Penibel recherchiert - empfehlenswert
Der britische Historiker Munro Price hat sich intensiv mit dem Untergangs Napoleons beschäftigt. Er gräbt tief in den Archiven von Feind und Freund und fördert bislang unbekannte Fakten zu Tage. Die zahlreichen ...
Der britische Historiker Munro Price hat sich intensiv mit dem Untergangs Napoleons beschäftigt. Er gräbt tief in den Archiven von Feind und Freund und fördert bislang unbekannte Fakten zu Tage. Die zahlreichen Fußnoten belegen die Zitate und erschweren manchmal das Lesen, doch für den an Geschichte Interessierten bergen sie oft viele Hinweise zu weiterführenden Informationen.
Munro Price versucht zu belegen, dass nicht die Schlacht von Waterloo das Ende Napoleons besiegelt hat, sondern viele kleine und größere Ereignisse davor.
Der Autor beleuchtet den Gesundheitszustand des Kaisers der Franzosen, der auf Grund der langjährigen Strapazen angegriffen ist. Er vermutet ein Problem mit der Hypophyse, die er für die Stimmungsschwankungen verantwortlich macht. Besonders seit dem verlorenen Russland-Feldzug verhält sich Napoleon zeitweise depressiv und unberechenbar.
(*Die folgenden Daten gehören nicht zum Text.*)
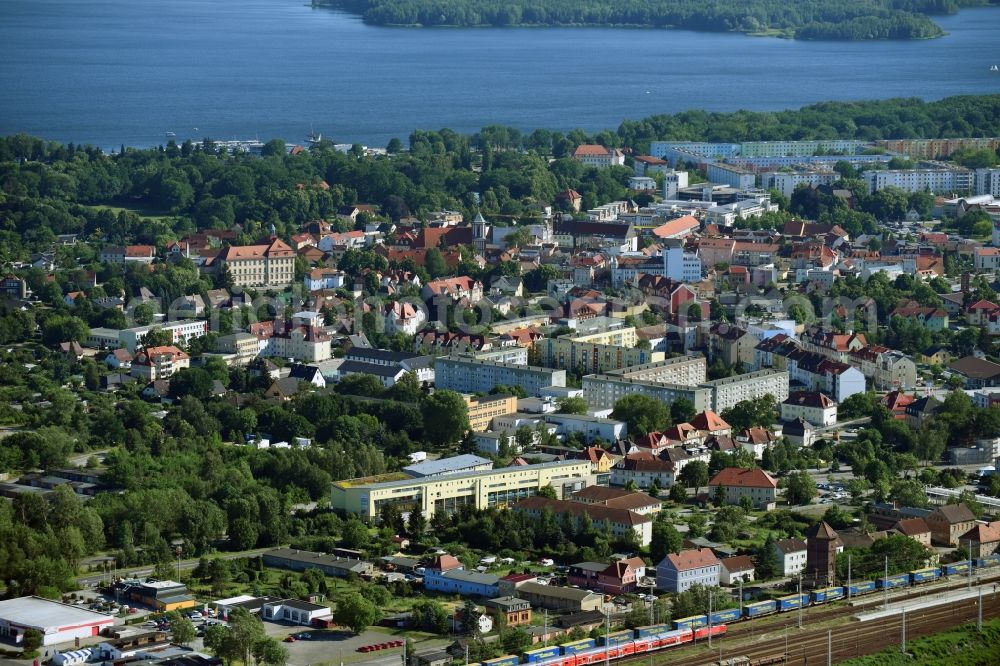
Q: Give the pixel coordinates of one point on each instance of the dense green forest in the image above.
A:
(805, 19)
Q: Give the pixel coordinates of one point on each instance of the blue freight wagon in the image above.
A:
(576, 647)
(532, 656)
(693, 622)
(724, 616)
(617, 638)
(509, 660)
(760, 608)
(793, 601)
(987, 561)
(896, 580)
(956, 568)
(864, 587)
(651, 630)
(827, 594)
(925, 575)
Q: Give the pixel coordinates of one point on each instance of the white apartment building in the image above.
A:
(271, 264)
(787, 182)
(922, 180)
(988, 182)
(680, 265)
(733, 176)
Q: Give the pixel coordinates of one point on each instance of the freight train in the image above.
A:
(688, 629)
(794, 601)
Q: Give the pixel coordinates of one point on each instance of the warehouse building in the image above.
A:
(57, 622)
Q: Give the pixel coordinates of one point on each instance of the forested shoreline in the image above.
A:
(850, 20)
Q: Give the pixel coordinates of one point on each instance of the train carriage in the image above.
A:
(956, 568)
(988, 561)
(793, 601)
(926, 575)
(890, 582)
(651, 630)
(509, 660)
(724, 616)
(576, 647)
(541, 654)
(759, 608)
(693, 622)
(827, 594)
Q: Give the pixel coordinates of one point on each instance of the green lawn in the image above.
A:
(963, 646)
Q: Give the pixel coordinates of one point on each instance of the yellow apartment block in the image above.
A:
(483, 410)
(449, 492)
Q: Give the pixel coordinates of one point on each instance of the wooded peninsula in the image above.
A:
(849, 20)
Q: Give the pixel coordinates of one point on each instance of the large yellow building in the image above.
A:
(483, 410)
(589, 357)
(449, 492)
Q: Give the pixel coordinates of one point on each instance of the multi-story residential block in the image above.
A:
(644, 470)
(922, 180)
(732, 344)
(483, 410)
(324, 278)
(786, 182)
(587, 357)
(738, 483)
(155, 363)
(466, 374)
(729, 391)
(618, 523)
(730, 175)
(888, 369)
(677, 572)
(599, 156)
(265, 265)
(679, 265)
(482, 489)
(243, 346)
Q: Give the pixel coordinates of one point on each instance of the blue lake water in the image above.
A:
(127, 71)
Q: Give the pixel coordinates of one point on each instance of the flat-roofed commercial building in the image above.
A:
(58, 623)
(481, 489)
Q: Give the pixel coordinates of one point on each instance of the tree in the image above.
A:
(547, 491)
(32, 640)
(695, 474)
(356, 613)
(181, 628)
(759, 412)
(446, 410)
(665, 539)
(766, 563)
(416, 524)
(269, 652)
(801, 488)
(681, 410)
(574, 405)
(642, 413)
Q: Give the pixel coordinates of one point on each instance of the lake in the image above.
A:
(109, 72)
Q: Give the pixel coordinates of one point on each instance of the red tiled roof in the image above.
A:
(693, 559)
(745, 478)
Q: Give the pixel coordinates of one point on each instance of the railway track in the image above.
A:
(786, 644)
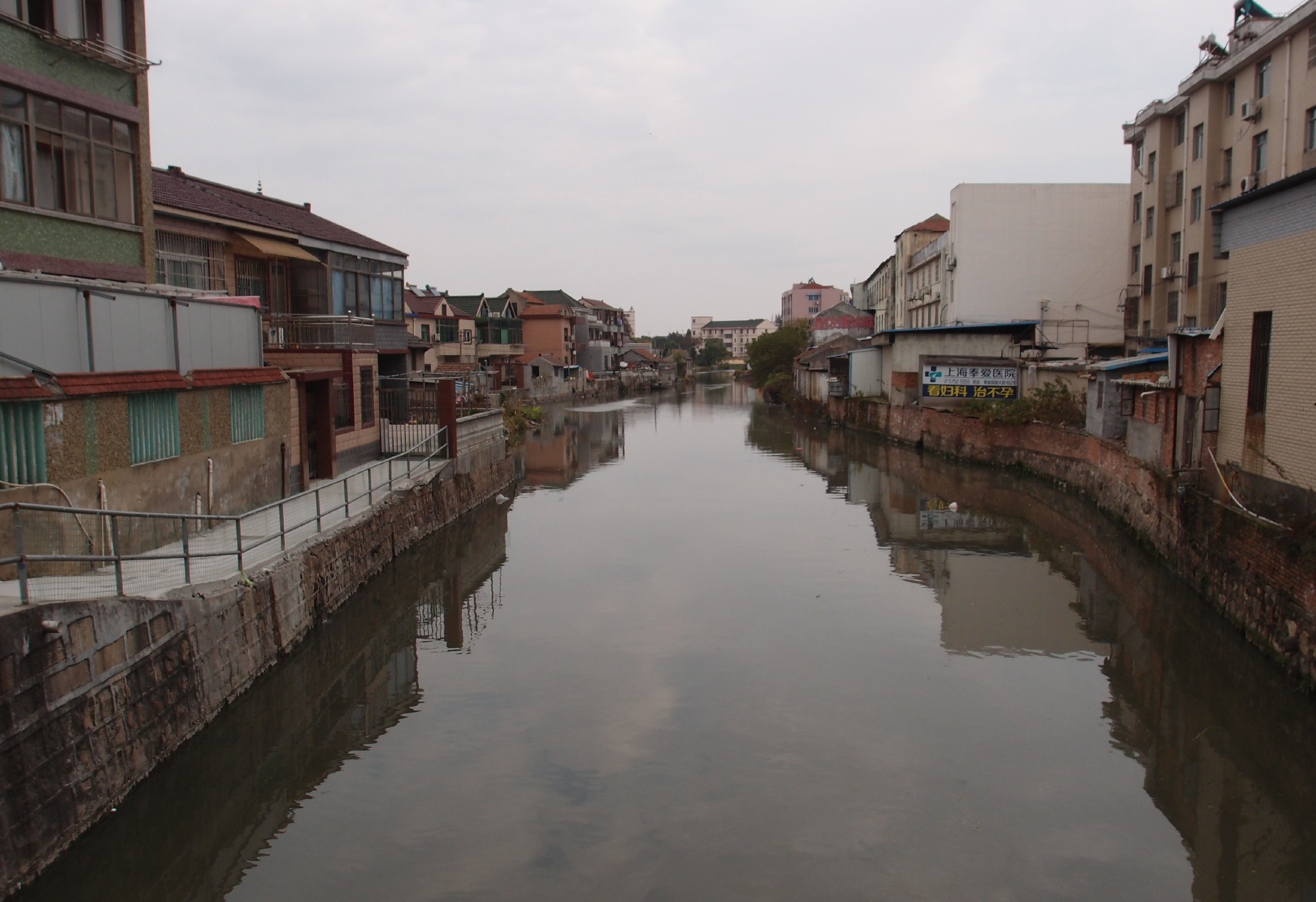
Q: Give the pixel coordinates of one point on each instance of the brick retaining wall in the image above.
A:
(1261, 578)
(95, 695)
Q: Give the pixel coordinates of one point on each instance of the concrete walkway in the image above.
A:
(212, 552)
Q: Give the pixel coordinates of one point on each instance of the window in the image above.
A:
(187, 262)
(1260, 156)
(103, 23)
(246, 413)
(366, 289)
(367, 396)
(250, 279)
(66, 160)
(23, 440)
(153, 426)
(1258, 374)
(1211, 409)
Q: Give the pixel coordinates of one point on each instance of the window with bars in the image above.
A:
(246, 413)
(190, 262)
(61, 158)
(23, 444)
(153, 426)
(367, 396)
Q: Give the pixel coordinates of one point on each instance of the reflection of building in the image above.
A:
(569, 445)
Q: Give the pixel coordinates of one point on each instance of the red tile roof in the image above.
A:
(249, 377)
(24, 388)
(79, 385)
(181, 191)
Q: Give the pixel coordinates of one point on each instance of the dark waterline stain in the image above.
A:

Er bemüht sich dabei größtmöglicher Objektivität und beleuchtet auch die mitunter ambivalenten Aussagen und Handlungen sowohl von Napoleon selbst als auch von Zar Alexander.
In Sturheit und Wankelmütigkeit sind sich die beiden ebenbürtig. Napoleon ist allerdings der bessere Militär, während Alexander nur glaubt ein guter Stratege zu sein.
Sehr schön ist auch die Person des Oberbefehlshabers der alliierten Truppen, Karl von Schwarzenberg, herausgearbeitet. Schwarzenberg wird de facto von Price rehabilitiert, da ihm von den Verbündeten Feigheit und Unentschlossenheit vorgeworfen wurde.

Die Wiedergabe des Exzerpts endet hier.